Newswise — MACOMB, IL - Western Illinois University Associate Professor of Political Science Casey LaFrance has released a timely book examining decision making by police officers.
"Targeting Discretion: A Guide for Command Staff, Frontline Officers and Students" is a guide for police managers, practitioners, the media and scholars.
The book provides a theoretical framework for understanding variations of organizational communication between police rank-levels.
"Foremost, my book echoes decades of public administration research, which suggests that traditional concepts of accountability are far too limited to be fairly applied to public management," said LaFrance. "My book is optimistic in tone. It reveals that change and learning are not only possible, but achievable through a set of simple (in terms of understanding), though not easy (in terms of execution) steps. Being accountable in the 21st century rally means being willing to experiment and open up lines of communication within and outside of an agency."
The training model created by LaFrance has provided a "launchpad for self-awareness about everyday decisions."
LaFrance said the research that led to this book taught him that police officers put a great deal of effort into using discretion and making effective choices. His research was sparked by the study of how sheriffs and police chiefs made decisions aimed at balancing accountability considerations.
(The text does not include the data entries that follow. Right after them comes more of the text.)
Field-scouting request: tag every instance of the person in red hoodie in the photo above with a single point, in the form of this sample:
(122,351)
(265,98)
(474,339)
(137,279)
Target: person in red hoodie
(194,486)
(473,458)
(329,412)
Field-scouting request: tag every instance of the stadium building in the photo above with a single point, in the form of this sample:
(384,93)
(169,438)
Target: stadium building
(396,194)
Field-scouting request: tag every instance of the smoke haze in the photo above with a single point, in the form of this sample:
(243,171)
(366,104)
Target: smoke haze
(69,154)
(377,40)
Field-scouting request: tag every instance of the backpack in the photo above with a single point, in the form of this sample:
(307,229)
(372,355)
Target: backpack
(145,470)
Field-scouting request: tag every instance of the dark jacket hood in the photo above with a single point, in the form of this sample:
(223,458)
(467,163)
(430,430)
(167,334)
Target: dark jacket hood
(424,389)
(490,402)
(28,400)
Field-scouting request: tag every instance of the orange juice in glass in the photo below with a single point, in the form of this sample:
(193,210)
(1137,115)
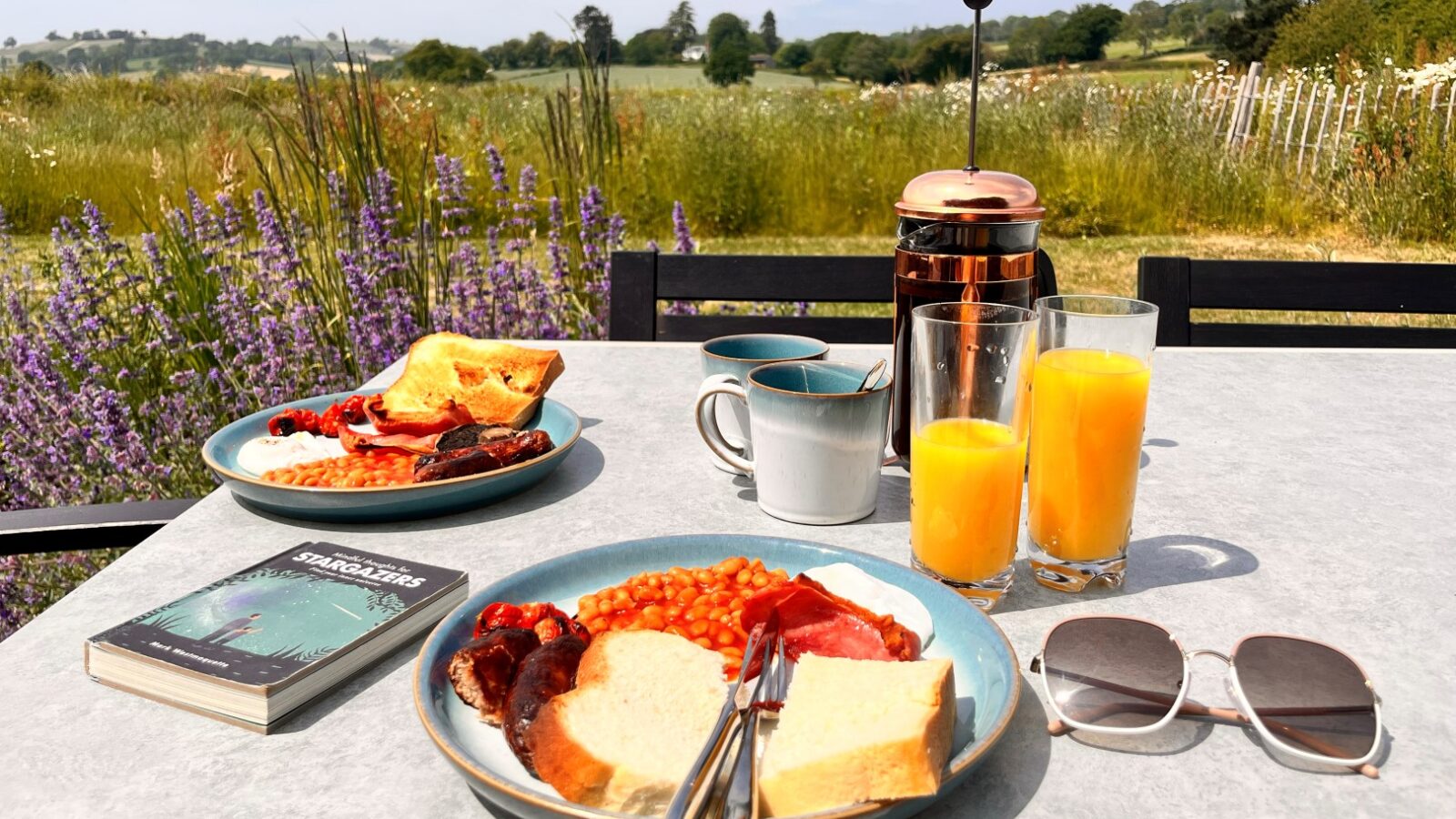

"It dawned on me that there was an opportunity for fostering better communication between rank levels," said LaFrance. "Moreover, there was a willingness, or even a desire, with agencies to do this - they just needed a vehicle for this purpose."
The book will appeal to more than just those who study police work. LaFrance said it looks at the broader concept of decision-making, and anyone can take the model he outlines in his book and apply it to their jobs.
LaFrance has been at Western since 2009 and teaches courses in public administration and organizational theory. He also has research interests in county government, public sector accountability, bureaucracy and the public policy process.